Note that with SQL Azure, the charge is per-db - so if you wanted to kit out core, master, and web on P2s you’d be paying near $3,000/month just for the DBs. At that point it might be worth considering using IaaS SQL or looking at the Elastic Database Pools to spread around the bursty load of many databases.

Final Words

Overall Sitecore is a very CPU-intensive application where you can generally get away with saving a few bucks on the databases in favor of more compute, especially in content delivery.

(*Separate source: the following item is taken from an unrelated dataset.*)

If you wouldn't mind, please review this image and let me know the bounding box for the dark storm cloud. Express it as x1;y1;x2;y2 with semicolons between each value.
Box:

As in most applications, SSDs make a significant performance improvement to the point where I would suggest Azure D3 instances for nearly all normal Sitecore in Azure deployments, unless you need Real Ultimate Power from a D4 - or for the truly ridiculous a 16-core D14 ;)

For general frontend scaling the SQL Azure S3 seems to be the best price/performance until you go past quad cores, or past two web roles (one would assume 4x D3 would be relatively similar to 2x D4). Once you have 16 cores serving the frontend, you’ll be bottlenecked below P2 databases at least for index rebuilding. Publishing probably has similar characteristics.

As always when designing for scale, the first step should be to optimize your code and caching. For example, before I did any caching optimizations I did the same JMeter test on the site. The A3s only put out 40 requests/sec - after output caching and tweaks, they did 144 requests/sec. That’s not to say the site was slow pre-optimization: TTFB was about 220ms without load. But once you add load, even small optimizations make a huge difference.